Sick looking bike. My only concern would be the wheels with 25mm tires. The tires are likely too narrow for the wide rim width of a 29er wheel. I did some research on this when I recently built my CX bike. There's no exact ratio, but I think you're likely pushing it. Might want to go to at least 32mm tires.

Edit: Just looked up the width:

width (int / ext)	21mm / 24.9mm

21mm inner rim width an 25mm tires is probably not a great idea. Even Stan's says not to run anything narrower than 30mm on their Iron Cross wheels which have a 19mm inner width.


----------



## mitchy (May 12, 2013)

Straz85 said:


> Sick looking bike. My only concern would be the wheels with 25mm tires. The tires are likely too narrow for the wide rim width of a 29er wheel. I did some research on this when I recently built my CX bike. There's no exact ratio, but I think you're likely pushing it. Might want to go to at least 32mm tires.
> 
> Edit: Just looked up the width:
> 
> ...


i was just looking at the crank brothers website to check out the carbon cobalts... but i swear my rims (which are the 2013 version) are only 19mm internal, seems the website has changed recently.

according to sheldon brown, he says 28mm is the minimum on a 19mm rim... but i've read more up to date articles on which the latest trend is wider rims. ie eastons new 19mm internal aero clinchers (presumably designed around a 23/25mm tyre)
EC90 Aero 55 Clincher - Wheels
i had 28mm detonators before, these dont feel unstable compared.


----------



## Straz85 (Mar 20, 2009)

mitchy said:


> i was just looking at the crank brothers website to check out the carbon cobalts... but i swear my rims (which are the 2013 version) are only 19mm internal, seems the website has changed recently.
> 
> according to sheldon brown, he says 28mm is the minimum on a 19mm rim... but i've read more up to date articles on which the latest trend is wider rims. ie eastons new 19mm internal aero clinchers (presumably designed around a 23/25mm tyre)
> EC90 Aero 55 Clincher - Wheels
> i had 28mm detonators before, these dont feel unstable compared.

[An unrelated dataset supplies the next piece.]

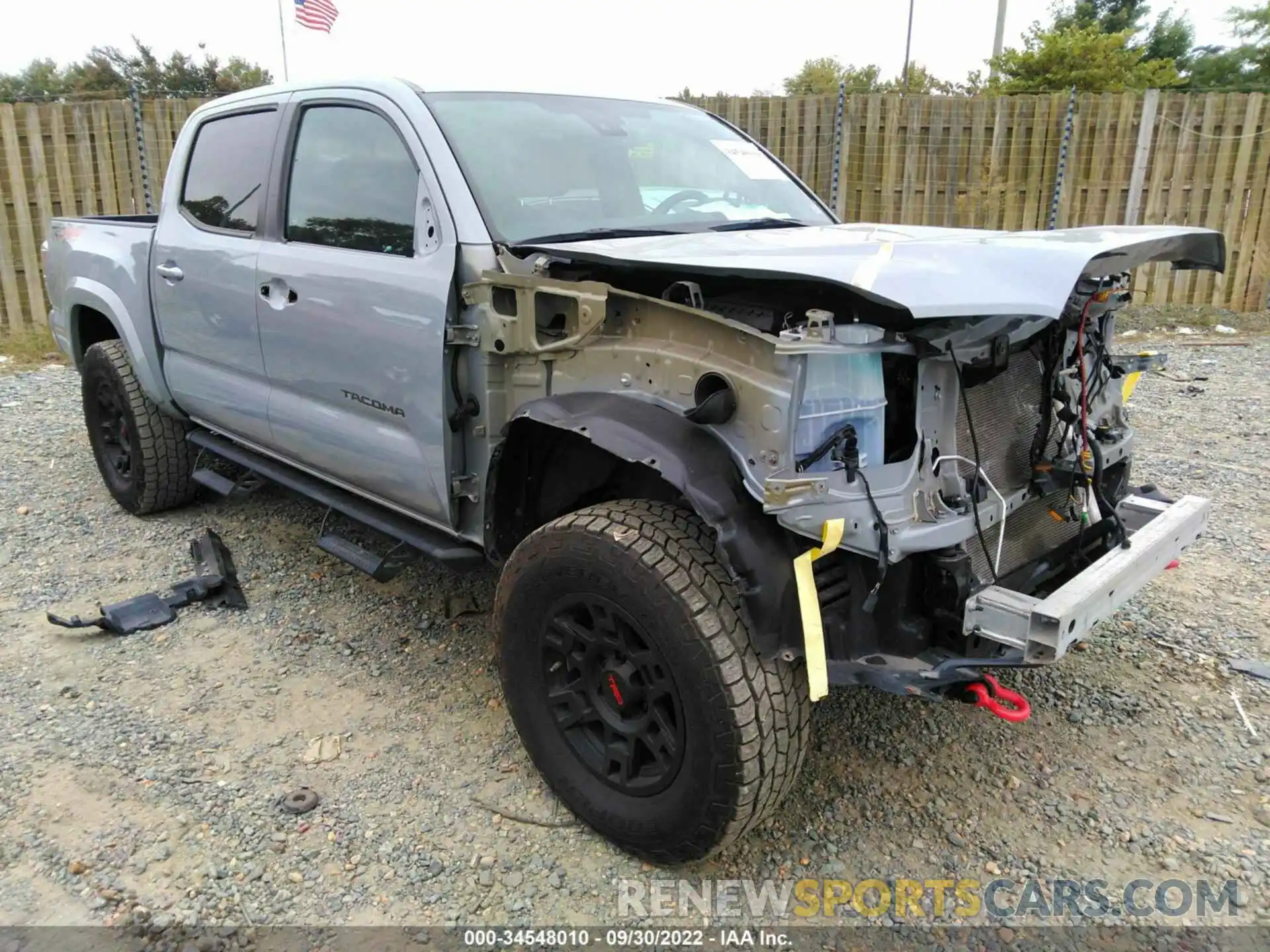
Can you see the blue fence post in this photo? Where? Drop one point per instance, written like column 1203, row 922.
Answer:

I'd feel a lot better with 19mm than 21mm. Might still be worth asking Crank Brothers. Going downhill at 40mph isn't when you want to find out the hard way that it was a mistake.


----------



## TenSpeed (Feb 14, 2012)

mitchy said:


> the wheel's are the one item i wont change... i could drop under 8kg with a lighter set of 29er/700c wheels, but the crank brothers are purely there for looks.


I understand this completely. That is how I feel about my Aerospoke. I know it is heavy, and not really ideal for a commuter, but I love the look of it, and now that I have it, I will not give it up.

Beautiful bike btw - you did a really nice job with it.


----------